XGBoost (Extreme Gradient Boosting)

  • Uses second-order Taylor approximation for faster convergence
  • Built-in regularization on tree complexity
  • Handles missing values automatically
  • Parallel tree construction
  • Very popular in competitions!

LightGBM

  • Gradient-based One-Side Sampling (GOSS): Focus on high-gradient (hard) examples
  • Exclusive Feature Bundling (EFB): Combine sparse features
  • Leaf-wise tree growth (can be faster but risks overfitting)

CatBoost

  • Superior handling of categorical features (ordered boosting)
  • Reduces target leakage
  • Often requires less tuning

Regularization and Tuning

Gradient boosting can overfit!

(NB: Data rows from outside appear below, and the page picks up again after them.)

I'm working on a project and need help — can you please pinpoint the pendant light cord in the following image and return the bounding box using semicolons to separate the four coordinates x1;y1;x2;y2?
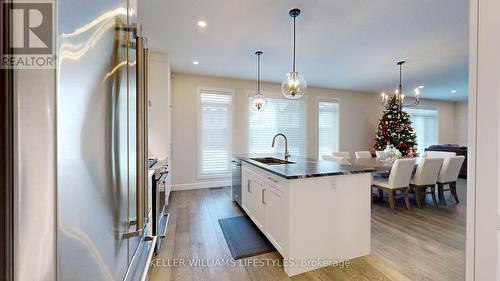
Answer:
257;53;261;94
398;62;403;108
399;63;402;90
293;16;296;73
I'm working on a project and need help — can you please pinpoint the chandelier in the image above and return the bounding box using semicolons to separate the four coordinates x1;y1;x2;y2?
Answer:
381;61;421;108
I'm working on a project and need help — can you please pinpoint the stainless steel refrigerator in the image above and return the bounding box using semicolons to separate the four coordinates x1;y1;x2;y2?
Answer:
57;0;155;280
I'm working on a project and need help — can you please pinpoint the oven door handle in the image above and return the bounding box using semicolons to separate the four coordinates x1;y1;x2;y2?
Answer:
159;213;169;239
139;236;157;281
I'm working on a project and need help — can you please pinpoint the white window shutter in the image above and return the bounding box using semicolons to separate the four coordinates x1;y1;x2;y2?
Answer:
318;101;339;158
199;91;232;176
248;96;306;157
404;108;438;155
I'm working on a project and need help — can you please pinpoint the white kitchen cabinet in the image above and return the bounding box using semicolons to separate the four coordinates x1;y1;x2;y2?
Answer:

Key regularization techniques:

1. Shrinkage (Learning Rate)

Scale each update by $\nu \in (0, 1)$: $$f_m(x) = f_{m-1}(x) + \nu \cdot h_m(x)$$

Smaller $\nu$:

  • Requires more trees (more iterations)
  • But generalizes better!
  • Typical values: 0.01 to 0.1

2. Subsampling

Train each tree on a random subset of the training data:

  • Reduces variance
  • Speeds up training
  • Typical values: 50-80% of data

3. Early Stopping

Monitor performance on a validation set. Stop when validation error stops improving:

  • Prevents overfitting
  • Saves computation
  • Most practical stopping criterion

4. Tree Constraints

Limit tree complexity:

  • Max depth: Typically 3-8
  • Min samples per leaf: Prevents tiny leaves
  • Max leaves: Direct control on complexity

AdaBoost vs. Gradient Boosting

Aspect AdaBoost Gradient Boosting
Loss Exponential only Any differentiable
Weight update Reweight observations Fit pseudo-residuals
Robustness Sensitive to outliers Can use robust losses
Flexibility Classification focus Regression and classification
Historical First boosting algorithm Modern standard

Summary

Key Concepts

  1. Weak learners + boosting = strong learner: The magic of combining simple models

  2. Sequential focusing: Each round corrects previous mistakes

  3. Gradient descent in function space: Gradient boosting's unifying principle

  4. Regularization is crucial: Learning rate, subsampling, early stopping

  5. Trees are the workhorses: Gradient boosted trees dominate tabular data

When to Use Boosting

Great for:

  • Tabular data
  • When you need maximum accuracy
  • When you can tune hyperparameters

Not ideal for:

  • When interpretability is paramount
  • Very small datasets
  • When training time is extremely limited

Practical Tips

  1. Start with a small learning rate (0.01-0.1)
  2. Use early stopping based on validation error
  3. Tune max_depth (3-8) and n_estimators together
  4. Consider subsampling for large datasets
  5. Try XGBoost, LightGBM, or CatBoost — they're all excellent!